The specialism has its roots in the personal computing revolution of the late 1970s and early 1980s. It evolved in a haphazard manner during the 1990s, and it was not until the early 21st century that national policies emerged.
As you read on, Andrew Moore, Lecturer Practitioner takes us on a tour of crime scene process, tools and best practice.
As a forensics expert – what's your goal or your primary objective?

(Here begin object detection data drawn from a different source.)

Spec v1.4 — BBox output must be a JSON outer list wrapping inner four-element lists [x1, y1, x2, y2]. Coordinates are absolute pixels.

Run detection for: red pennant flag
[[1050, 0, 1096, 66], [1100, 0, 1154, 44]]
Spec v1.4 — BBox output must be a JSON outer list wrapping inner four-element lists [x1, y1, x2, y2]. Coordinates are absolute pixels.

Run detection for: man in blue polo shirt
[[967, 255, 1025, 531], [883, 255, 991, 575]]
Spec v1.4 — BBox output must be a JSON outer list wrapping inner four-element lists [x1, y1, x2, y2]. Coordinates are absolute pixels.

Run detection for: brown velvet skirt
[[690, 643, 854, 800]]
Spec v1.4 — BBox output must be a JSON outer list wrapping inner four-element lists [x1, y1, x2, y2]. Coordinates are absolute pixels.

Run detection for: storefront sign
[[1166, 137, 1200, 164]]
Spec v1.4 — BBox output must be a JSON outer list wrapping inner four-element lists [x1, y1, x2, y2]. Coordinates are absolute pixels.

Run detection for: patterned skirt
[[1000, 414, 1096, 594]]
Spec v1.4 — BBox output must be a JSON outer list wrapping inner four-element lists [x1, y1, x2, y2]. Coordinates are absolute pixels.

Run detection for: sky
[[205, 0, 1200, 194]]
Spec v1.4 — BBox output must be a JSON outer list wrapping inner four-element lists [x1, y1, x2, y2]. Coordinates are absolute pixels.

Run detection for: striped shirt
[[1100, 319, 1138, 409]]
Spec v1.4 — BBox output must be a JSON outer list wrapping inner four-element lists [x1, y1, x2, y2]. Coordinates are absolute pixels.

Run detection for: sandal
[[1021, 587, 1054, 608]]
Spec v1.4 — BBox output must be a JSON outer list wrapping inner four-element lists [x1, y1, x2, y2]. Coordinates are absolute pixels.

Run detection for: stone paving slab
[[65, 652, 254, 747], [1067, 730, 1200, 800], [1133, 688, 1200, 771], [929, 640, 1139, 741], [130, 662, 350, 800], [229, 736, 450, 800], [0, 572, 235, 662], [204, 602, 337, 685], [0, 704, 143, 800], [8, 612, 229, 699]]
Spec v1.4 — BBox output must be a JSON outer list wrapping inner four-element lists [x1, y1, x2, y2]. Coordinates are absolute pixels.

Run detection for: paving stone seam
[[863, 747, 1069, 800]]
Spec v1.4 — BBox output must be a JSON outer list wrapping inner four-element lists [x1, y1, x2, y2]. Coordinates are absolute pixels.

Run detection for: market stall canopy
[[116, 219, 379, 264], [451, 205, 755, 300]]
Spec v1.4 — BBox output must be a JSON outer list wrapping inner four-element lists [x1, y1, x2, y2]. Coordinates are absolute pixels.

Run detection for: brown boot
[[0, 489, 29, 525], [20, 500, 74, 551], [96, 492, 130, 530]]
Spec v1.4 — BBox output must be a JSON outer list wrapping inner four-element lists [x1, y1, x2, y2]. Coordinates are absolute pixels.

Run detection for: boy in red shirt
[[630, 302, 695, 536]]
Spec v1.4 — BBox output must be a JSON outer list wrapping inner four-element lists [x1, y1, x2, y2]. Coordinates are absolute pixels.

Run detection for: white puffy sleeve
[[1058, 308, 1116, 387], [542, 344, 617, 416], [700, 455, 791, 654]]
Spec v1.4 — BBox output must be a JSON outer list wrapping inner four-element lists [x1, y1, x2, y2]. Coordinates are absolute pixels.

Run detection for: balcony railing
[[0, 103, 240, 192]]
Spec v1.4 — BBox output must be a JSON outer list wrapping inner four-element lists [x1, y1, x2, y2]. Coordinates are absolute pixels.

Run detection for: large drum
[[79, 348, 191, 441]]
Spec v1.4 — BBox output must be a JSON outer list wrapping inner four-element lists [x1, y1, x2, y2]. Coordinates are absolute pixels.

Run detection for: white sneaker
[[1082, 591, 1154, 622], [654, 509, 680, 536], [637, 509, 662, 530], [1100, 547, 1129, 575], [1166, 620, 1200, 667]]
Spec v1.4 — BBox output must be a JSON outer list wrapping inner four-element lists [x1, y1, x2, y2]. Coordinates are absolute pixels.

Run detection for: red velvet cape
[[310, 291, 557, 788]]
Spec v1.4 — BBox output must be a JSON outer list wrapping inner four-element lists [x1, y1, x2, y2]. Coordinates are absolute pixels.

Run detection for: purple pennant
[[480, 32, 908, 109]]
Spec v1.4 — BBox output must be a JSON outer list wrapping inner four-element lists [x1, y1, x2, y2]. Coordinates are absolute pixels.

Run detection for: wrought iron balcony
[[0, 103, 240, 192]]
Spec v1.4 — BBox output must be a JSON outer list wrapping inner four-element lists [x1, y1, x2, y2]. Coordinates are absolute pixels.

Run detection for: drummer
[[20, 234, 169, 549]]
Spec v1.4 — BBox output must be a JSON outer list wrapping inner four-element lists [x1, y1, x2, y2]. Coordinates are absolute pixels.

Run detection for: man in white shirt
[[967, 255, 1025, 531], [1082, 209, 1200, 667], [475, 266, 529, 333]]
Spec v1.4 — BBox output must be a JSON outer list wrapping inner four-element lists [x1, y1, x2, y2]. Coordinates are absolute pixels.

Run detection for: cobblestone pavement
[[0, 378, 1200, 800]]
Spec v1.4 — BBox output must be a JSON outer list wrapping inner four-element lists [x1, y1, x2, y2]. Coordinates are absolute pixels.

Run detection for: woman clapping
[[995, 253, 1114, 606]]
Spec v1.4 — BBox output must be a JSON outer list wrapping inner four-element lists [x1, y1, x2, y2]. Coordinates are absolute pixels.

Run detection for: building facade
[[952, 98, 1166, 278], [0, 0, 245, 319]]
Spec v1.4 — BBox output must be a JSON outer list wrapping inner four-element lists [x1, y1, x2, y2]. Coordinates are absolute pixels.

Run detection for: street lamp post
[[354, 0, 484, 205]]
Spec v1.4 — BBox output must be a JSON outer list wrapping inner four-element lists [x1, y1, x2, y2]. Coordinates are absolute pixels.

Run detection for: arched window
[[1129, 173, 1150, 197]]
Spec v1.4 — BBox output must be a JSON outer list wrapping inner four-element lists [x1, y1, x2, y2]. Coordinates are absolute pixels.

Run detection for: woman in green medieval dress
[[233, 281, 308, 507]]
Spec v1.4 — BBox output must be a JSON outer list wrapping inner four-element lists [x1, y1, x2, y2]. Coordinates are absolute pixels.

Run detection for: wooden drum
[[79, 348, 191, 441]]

The primary objective is to identify, scientifically secure and preserve potentially relevant digital devices. This could be anything from a PC turned off, or a device commonly found turned on, such as a mobile phone, smartwatch on a person's wrist, or an internet wi-fi router.
Once these devices have been identified and secured, it's a case of prioritising them one by one. For example, devices that are switched off and unplugged from the wall are not likely to have data that is currently being modifed just by the gadget sitting there. This is in contrast to a mobile phone that will likely be connected to the internet, have a cell signal, and have a variety of apps running in the background.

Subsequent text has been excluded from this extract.